Especialistas avaliam que líder reduziu a burocracia e adotou estilo contrário às elites

INFORMAÇÕES PESSOAIS:

RECOMENDAR PARA:

- AMIGO + AMIGOS
Preencha todos os campos.

postado em 24/10/2016 06:00


Em pouco mais de 100 dias de governo, o presidente filipino, Rodrigo Duterte, enfureceu organizações em defesa dos direitos humanos; rompeu relações de mais de um século com os Estados Unidos, depois de chamar o colega Barack Obama de filho da p... ; e se comparou ao líder nazista Adolf Hitler.
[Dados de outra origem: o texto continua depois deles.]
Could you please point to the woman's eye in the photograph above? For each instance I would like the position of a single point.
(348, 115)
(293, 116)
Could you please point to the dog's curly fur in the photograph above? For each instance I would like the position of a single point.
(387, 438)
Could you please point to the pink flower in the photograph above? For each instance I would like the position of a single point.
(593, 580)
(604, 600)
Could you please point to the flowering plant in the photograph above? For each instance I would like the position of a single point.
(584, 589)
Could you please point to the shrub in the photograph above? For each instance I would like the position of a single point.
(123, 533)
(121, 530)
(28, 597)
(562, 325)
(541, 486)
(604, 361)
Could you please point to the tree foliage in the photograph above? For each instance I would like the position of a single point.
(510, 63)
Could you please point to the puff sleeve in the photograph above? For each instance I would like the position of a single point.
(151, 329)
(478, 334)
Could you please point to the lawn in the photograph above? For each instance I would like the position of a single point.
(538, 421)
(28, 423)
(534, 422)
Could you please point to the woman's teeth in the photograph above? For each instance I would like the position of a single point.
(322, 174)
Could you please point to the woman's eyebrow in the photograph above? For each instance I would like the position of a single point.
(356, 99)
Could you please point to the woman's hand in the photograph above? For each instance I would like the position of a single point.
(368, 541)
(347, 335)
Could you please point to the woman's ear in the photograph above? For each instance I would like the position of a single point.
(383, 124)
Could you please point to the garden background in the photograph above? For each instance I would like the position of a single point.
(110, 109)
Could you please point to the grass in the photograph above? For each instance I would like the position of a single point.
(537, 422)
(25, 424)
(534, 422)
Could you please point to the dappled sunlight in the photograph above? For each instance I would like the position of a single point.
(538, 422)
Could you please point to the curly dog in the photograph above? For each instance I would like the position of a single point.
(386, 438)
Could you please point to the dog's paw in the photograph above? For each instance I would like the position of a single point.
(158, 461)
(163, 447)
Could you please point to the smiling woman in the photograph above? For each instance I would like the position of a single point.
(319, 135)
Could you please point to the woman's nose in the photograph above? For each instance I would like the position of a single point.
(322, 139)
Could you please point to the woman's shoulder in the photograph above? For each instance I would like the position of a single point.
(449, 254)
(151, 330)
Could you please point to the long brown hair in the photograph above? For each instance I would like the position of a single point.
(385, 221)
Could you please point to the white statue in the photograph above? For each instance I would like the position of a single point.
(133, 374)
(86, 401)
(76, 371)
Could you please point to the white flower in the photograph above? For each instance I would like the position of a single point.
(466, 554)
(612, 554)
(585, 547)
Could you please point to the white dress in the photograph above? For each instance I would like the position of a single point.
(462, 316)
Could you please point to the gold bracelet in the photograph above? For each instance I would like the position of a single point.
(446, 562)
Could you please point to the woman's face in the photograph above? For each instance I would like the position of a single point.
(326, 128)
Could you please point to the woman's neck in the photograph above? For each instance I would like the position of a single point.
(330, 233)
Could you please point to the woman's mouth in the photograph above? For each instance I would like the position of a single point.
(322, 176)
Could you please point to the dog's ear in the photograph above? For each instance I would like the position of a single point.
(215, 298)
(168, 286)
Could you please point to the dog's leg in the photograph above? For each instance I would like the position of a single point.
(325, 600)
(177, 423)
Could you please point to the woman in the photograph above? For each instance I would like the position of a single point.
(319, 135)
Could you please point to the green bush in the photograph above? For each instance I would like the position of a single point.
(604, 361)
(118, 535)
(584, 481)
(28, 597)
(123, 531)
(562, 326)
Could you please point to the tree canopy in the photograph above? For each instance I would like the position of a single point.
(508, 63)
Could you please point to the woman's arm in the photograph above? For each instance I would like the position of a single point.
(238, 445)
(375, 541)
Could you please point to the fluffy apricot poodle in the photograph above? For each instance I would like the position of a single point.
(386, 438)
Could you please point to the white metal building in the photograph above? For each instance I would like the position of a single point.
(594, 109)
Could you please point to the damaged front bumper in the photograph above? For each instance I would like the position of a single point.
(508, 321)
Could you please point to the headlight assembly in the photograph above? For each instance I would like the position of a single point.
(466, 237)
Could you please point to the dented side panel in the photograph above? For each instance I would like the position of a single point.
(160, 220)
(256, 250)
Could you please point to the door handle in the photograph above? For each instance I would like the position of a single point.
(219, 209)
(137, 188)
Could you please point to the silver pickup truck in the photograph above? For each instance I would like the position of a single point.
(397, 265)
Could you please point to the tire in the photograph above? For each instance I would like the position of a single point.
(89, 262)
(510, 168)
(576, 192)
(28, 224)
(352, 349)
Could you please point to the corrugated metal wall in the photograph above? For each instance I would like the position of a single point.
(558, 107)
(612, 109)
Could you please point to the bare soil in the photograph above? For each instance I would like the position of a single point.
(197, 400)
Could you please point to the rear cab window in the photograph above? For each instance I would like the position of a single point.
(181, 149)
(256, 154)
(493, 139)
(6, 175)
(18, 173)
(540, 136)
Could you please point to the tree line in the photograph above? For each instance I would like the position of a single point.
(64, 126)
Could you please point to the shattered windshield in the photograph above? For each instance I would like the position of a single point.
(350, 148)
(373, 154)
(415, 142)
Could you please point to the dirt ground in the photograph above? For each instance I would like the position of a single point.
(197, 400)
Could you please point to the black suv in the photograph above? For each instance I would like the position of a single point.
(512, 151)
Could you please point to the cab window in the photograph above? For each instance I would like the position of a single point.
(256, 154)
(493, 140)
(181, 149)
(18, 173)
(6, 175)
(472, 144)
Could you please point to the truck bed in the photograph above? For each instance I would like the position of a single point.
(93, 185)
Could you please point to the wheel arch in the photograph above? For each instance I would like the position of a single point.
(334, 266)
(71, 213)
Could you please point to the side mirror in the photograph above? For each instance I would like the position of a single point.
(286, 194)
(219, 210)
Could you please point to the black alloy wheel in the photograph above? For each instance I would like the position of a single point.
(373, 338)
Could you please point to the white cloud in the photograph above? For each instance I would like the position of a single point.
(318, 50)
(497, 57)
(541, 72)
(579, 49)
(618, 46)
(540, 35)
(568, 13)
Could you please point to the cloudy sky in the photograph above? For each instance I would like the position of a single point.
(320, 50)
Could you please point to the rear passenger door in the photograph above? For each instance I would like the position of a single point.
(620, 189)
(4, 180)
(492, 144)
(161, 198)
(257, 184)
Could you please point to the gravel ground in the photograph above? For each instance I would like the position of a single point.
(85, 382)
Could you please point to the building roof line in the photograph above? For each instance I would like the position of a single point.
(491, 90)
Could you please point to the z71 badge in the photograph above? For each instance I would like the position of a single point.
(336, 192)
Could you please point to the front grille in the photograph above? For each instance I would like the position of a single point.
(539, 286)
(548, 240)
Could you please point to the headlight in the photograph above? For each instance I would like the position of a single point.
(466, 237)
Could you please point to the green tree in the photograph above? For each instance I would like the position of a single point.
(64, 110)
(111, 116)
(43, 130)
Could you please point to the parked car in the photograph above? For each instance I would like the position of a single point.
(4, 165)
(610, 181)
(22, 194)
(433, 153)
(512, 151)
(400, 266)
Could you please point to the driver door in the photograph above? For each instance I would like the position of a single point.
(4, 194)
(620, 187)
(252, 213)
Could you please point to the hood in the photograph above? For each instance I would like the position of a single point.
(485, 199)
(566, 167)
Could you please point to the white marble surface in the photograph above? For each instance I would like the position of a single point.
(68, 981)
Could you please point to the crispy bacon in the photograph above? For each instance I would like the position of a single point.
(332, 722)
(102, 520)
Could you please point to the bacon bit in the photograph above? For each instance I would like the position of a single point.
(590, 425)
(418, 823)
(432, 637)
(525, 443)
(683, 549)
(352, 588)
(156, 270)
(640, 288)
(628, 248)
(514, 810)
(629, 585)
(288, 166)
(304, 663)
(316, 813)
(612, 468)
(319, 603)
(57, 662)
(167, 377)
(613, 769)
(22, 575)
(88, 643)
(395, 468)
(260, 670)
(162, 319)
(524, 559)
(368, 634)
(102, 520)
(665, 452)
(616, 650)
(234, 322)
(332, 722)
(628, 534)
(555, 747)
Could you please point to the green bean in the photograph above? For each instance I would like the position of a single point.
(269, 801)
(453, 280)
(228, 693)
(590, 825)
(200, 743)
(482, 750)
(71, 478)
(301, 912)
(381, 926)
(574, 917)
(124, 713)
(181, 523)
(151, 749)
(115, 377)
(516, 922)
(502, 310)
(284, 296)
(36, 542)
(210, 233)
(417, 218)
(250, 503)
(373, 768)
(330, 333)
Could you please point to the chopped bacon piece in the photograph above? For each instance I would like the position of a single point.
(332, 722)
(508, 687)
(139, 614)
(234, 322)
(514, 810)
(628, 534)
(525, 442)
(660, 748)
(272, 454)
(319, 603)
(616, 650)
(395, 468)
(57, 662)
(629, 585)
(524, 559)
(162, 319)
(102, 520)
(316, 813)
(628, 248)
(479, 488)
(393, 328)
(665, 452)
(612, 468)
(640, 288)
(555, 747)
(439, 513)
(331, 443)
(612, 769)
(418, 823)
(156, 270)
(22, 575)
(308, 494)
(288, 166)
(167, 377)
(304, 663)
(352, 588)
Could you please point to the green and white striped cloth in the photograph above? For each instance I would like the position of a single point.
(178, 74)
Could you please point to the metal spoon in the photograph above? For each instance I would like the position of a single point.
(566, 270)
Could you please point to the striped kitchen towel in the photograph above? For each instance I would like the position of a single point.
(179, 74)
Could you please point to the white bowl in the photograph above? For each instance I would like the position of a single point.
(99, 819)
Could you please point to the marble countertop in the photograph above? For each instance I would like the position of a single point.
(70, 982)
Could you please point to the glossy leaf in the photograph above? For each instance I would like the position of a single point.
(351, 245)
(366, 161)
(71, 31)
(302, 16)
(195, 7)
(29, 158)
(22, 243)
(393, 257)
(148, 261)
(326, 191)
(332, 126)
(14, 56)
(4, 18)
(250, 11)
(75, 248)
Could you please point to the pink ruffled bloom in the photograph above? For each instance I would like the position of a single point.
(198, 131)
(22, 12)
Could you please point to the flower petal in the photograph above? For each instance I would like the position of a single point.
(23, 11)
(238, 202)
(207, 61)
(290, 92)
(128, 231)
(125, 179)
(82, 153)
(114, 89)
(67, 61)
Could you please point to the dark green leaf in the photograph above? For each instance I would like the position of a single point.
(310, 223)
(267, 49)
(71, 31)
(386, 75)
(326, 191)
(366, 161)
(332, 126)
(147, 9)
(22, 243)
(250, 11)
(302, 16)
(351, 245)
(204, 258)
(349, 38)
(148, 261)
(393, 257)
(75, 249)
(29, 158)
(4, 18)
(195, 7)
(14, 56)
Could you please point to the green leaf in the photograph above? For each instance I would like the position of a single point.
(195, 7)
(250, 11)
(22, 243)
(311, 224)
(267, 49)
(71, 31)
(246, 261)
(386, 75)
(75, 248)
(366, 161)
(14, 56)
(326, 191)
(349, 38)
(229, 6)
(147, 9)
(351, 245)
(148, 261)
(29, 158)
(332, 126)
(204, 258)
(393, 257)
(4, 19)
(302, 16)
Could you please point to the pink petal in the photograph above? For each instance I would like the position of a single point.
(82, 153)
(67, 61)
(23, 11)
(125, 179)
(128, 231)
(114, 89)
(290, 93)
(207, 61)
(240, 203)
Polêmico e de temperamento explosivo, o líder, que ficou famoso por defender a execução sumária de usuários e de traficantes de drogas que resistirem à prisão, mantém altos índices de popularidade. Para muitos dos 102,6 milhões de filipinos — um quarto vivendo abaixo da linha de pobreza —, Duterte destoa de antecessores provenientes das elites e encarna a figura de um líder que se aproxima dos miseráveis. Para especialistas, a receita de sucesso envolve, justamente, a espontaneidade nas palavras.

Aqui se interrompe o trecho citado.